Out & About …

… on the North York Moors, or wherever I happen to be.

Bousdale Brickworks

Bousdale Brickworks

With cloud shrouding the moorland tops, I kept low and, taking advantage of the winter vegetation die back, had a little potter around the old brickworks at Bousdale, now part of a fitness course for the Pinchinthorp Visitor Centre.

Brick structure on the site of Bousdale brickworks.

A ‘Brick Field’ is shown on the 1856 Ordnance Survey map (surveyed 1853). It is thought to have been set up to provide bricks for the construction of the houses at Hutton village, which must be the row of ten cottages called ‘Wat’s Lane’ that were located south of the later school site (now a private residence). You will need to compare the 1856 map with the 1895 one to appreciate how much has changed in this area. Courtesy of Joseph Pease when he built his Hutton Hall.

Cattle creep beneath the Middlesbrough & Guisborough Railway
Creep beneath the Middlesbrough & Guisborough Railway originally to a farm called Barn Hill.

Wat’s Lane was built just before 1853 by Henry Thomas, the owner of Codhill Farm but  they were soon leased to Pease. The 1861 census records 52 folks living there and none ten years later.

Pease also leased land from Thomas called Bank Bottom Close (the site of the modern Hutton village) but agreed the latter could build houses on it. I’m not sure exactly how Pease would have benefitted from this. In 1855, the land was sold to Matthew Armitage of Darlington (again presumably with Pease’s agreement) to build 12 cottages again using bricks from the Bousdale brickworks.

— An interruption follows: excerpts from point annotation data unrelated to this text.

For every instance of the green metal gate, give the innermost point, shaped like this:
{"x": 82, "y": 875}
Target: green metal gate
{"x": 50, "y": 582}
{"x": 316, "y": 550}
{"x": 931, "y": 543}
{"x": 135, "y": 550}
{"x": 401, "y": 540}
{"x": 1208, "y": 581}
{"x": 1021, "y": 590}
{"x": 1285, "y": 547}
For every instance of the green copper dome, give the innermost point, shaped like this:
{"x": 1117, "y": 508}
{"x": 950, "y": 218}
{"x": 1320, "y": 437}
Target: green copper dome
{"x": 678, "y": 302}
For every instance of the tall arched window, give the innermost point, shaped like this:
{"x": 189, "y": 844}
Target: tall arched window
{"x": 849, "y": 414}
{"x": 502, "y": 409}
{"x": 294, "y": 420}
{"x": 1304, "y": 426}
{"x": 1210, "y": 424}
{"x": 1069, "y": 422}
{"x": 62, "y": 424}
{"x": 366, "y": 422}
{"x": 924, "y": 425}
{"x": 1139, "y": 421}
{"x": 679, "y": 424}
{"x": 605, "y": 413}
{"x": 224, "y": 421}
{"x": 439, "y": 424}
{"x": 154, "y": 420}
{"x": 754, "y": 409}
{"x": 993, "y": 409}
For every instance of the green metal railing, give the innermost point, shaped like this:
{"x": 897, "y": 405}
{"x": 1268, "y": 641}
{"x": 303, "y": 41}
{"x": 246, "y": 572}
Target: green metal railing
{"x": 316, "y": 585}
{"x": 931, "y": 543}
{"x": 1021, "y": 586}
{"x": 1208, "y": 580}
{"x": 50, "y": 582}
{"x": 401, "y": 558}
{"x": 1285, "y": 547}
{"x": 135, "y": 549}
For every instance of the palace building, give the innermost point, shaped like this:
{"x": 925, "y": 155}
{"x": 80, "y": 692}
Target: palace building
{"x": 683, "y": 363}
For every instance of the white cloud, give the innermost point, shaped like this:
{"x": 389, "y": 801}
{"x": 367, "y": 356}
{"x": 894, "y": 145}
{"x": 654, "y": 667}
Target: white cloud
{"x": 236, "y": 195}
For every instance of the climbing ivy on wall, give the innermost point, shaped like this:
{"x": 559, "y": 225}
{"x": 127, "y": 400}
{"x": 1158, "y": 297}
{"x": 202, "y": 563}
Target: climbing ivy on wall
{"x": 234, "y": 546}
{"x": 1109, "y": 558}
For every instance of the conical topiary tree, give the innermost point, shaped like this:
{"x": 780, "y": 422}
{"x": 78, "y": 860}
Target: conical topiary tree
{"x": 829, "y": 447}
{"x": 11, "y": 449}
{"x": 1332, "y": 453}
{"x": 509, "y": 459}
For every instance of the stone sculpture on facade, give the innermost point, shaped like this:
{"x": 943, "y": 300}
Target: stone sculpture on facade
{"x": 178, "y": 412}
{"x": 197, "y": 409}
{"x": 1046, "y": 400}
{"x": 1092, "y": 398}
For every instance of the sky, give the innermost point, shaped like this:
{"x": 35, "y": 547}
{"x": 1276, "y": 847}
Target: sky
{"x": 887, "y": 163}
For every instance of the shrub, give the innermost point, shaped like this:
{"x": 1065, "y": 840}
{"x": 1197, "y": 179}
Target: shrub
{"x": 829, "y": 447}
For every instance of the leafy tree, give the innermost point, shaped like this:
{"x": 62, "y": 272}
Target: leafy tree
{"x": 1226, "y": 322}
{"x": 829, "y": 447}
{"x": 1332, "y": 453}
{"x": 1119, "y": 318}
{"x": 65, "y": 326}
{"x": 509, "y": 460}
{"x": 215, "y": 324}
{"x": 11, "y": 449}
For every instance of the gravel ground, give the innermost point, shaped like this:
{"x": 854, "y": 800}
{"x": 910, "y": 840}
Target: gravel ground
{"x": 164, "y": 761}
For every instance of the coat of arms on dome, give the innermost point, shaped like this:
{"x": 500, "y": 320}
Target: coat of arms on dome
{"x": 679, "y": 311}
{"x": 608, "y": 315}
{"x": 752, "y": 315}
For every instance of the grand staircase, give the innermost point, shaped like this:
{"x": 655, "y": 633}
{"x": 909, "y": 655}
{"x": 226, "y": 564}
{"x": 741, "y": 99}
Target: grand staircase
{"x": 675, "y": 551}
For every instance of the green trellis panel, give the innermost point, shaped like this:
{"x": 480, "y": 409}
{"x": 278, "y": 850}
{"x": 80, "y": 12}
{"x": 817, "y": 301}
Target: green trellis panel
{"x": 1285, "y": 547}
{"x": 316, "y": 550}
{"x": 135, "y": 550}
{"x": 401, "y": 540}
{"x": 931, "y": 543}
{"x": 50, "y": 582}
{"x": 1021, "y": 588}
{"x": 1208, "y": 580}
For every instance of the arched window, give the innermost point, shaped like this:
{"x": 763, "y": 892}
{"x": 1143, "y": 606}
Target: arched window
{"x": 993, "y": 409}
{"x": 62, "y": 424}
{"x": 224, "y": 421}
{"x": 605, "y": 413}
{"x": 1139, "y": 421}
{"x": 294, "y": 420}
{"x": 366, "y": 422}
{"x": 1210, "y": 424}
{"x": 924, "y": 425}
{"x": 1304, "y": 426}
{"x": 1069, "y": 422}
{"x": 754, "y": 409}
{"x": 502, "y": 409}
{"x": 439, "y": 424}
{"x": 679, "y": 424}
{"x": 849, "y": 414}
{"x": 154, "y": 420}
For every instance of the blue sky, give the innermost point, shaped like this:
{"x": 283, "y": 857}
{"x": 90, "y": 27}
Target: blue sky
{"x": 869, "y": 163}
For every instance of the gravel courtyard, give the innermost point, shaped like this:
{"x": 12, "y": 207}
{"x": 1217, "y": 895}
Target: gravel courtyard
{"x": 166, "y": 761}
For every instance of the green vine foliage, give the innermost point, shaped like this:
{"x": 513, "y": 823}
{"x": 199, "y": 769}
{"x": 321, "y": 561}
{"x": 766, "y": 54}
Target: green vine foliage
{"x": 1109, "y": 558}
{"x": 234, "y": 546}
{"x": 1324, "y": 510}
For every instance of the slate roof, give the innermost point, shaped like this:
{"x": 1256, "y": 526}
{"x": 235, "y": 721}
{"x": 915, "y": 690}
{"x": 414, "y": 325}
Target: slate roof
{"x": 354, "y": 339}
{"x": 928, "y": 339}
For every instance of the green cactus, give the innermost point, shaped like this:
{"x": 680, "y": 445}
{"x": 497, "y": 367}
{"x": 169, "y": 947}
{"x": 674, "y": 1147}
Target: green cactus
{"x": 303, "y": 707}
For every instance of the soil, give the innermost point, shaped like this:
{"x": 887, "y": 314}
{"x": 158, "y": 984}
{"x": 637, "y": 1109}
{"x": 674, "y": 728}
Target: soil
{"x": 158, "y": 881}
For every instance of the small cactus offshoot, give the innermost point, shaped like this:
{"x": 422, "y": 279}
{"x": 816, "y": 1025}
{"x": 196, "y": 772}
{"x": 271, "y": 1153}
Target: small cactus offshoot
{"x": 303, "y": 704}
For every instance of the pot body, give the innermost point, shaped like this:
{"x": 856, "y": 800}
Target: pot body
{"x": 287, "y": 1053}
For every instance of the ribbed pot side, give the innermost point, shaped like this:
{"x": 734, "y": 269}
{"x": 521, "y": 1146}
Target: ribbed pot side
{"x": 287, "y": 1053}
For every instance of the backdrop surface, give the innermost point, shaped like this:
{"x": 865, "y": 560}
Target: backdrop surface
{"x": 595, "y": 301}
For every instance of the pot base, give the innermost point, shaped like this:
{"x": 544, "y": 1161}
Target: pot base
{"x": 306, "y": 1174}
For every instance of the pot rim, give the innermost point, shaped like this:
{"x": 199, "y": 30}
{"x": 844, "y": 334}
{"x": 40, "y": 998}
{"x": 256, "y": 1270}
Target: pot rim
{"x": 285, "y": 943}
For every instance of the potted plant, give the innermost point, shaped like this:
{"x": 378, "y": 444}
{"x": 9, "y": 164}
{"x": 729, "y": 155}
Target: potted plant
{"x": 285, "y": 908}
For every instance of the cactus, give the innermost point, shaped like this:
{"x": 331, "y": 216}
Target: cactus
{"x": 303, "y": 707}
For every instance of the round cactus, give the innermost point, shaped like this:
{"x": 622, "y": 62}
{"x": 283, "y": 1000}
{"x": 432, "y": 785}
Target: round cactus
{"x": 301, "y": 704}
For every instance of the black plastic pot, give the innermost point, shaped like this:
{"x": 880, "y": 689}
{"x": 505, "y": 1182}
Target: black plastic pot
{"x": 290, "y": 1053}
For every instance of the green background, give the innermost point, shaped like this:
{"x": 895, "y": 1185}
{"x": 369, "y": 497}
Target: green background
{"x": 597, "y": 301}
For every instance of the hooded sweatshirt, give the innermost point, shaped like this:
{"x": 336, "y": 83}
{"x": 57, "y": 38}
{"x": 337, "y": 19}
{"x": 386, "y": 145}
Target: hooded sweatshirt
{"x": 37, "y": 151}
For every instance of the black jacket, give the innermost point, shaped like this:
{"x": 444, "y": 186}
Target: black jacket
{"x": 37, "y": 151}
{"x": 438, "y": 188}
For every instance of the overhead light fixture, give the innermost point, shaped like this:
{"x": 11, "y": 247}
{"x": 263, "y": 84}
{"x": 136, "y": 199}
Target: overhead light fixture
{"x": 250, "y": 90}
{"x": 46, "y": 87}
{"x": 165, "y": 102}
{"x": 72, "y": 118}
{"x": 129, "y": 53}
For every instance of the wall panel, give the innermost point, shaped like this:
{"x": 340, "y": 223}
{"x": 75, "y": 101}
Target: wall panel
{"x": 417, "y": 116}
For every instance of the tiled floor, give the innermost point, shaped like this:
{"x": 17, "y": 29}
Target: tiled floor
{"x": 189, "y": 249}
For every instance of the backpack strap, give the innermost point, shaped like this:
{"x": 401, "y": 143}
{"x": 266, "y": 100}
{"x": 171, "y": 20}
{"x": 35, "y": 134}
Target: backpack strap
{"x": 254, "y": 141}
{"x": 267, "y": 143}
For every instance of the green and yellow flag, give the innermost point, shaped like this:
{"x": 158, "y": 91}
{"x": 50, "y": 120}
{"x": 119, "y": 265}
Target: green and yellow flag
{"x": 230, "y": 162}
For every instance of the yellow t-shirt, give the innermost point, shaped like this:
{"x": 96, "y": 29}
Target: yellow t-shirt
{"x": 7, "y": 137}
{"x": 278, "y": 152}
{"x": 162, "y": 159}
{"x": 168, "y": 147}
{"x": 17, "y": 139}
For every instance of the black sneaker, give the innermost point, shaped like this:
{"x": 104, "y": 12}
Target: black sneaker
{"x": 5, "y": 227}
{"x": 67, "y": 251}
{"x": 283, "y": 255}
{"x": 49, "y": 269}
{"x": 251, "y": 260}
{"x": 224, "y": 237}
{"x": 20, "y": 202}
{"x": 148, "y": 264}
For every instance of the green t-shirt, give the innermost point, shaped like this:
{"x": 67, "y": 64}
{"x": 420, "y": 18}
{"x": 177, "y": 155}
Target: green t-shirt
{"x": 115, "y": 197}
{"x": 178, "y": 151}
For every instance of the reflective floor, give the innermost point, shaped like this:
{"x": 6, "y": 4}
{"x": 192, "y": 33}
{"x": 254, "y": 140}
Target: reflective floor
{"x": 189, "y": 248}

Pease was soon leasing the houses from Armitage and built another nine or ten cottages for his ironstone miners, plus a row of larger cottages for his supervisors and surveyors. In 1872, he purchased the whole village off Armitage, although by then the cottages no longer housed ironstone miners but workers employed on his estate (and a few jet miners).

As for the Bousdale brickworks, buildings were still mapped on the site in the 1950s but nature has taken back control. The woodland floor is littered with moss covered broken bricks and rubble. An old stone building is the obvious feature which has been adapted as a sheltered rest area.